Un point est rarement mis en avant en rayon : sur la plupart des ultraportables récents, la mémoire n'est plus remplaçable après l'achat, et le stockage parfois pas davantage. Le choix fait à la commande devient définitif, ce qui justifie de prendre la version supérieure quand l'écart de prix se compte en dizaines d'euros plutôt qu'en centaines.
Comparer un même modèle entre marchands
Une même référence n'est pas vendue au même prix partout, et l'écart est loin d'être marginal : entre le marchand le moins cher et le plus cher, il atteint 330 € en médiane, soit 24 % du prix, et 82 % des modèles suivis dépassent 10 % d'écart, un quart d'entre eux dépassant 600 €. Mesure faite sur 920 références comparables au cours des sept derniers jours.
Cet écart se calcule entre l'offre la plus basse et l'offre la plus haute du jour, si bien qu'une annonce isolée peut le gonfler sur un produit donné. C'est pourquoi nous publions la médiane et la part des modèles au-delà de 10 %, plus robustes qu'un maximum. Les deux niveaux de lecture se complètent : la médiane de la catégorie dit si le tarif demandé est cohérent pour ce type de machine, la comparaison marchand par marchand dit où acheter aujourd'hui.
Les vendeurs ne jouent pas tous le même rôle. Les places de marché généralistes alignent le plus grand nombre de références, avec un stock qui bouge vite. Les enseignes spécialisées misent davantage sur le conseil, le service après-vente et le recours au magasin, ce qui peut se retrouver dans le prix. Avant de valider, trois points changent la somme réellement payée : l'identité du vendeur (enseigne ou place de marché), les frais de port et la référence exacte, deux modèles voisins d'une même gamme pouvant différer par le processeur ou la quantité de mémoire.

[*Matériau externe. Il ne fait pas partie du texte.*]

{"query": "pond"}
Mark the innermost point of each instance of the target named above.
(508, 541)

Le même réflexe s'applique au reste de l'équipement : comparer les prix des smartphones ou les écrans PC avant de choisir.
Comment nous calculons ces prix
Périmètre. Notre catalogue compte 896 références de PC portables. Les prix publiés sur cette page portent sur celles qui sont réellement comparables, c'est-à-dire suivies chez au moins cinq marchands : un modèle vu chez un seul vendeur ne permet aucune comparaison, il n'entre pas dans le calcul. Le nombre de références et les prix ne décrivent donc pas exactement le même ensemble.
Ce qui se met à jour, ce qui reste figé. Les bornes de la fourchette, la médiane et les quartiles, y compris ceux du tableau des budgets, sont recalculés sur les prix transmis par les marchands. Les chiffres écrits en clair dans le texte, à savoir les médianes et les nombres de références par marque, le seuil du dernier dixième, l'évolution à produits constants et l'écart mesuré entre marchands, sont au contraire des relevés arrêtés lors de la dernière mise à jour de la page et ne bougeront pas d'ici la prochaine : un écart de quelques euros avec les valeurs recalculées est normal.
Médiane plutôt que moyenne. Nous publions la médiane, la valeur qui coupe le catalogue en deux. Elle résiste mieux que la moyenne aux quelques modèles très haut de gamme qui tireraient le chiffre vers le haut. Pour la même raison, la fourchette de prix affichée écarte les 2 % de références aux prix les plus bas et les plus hauts : une annonce aberrante ne doit pas déformer le repère. Quelques modèles du catalogue se situent donc en dehors de cette fourchette, dans les deux sens.
Ce que nous ne mesurons pas. Nos relevés portent sur les prix. La demande, les volumes de vente, la consommation électrique, le niveau sonore et les performances mesurées ne viennent pas de nos données : quand nous en parlons, c'est de façon qualitative, sans chiffrage de notre part.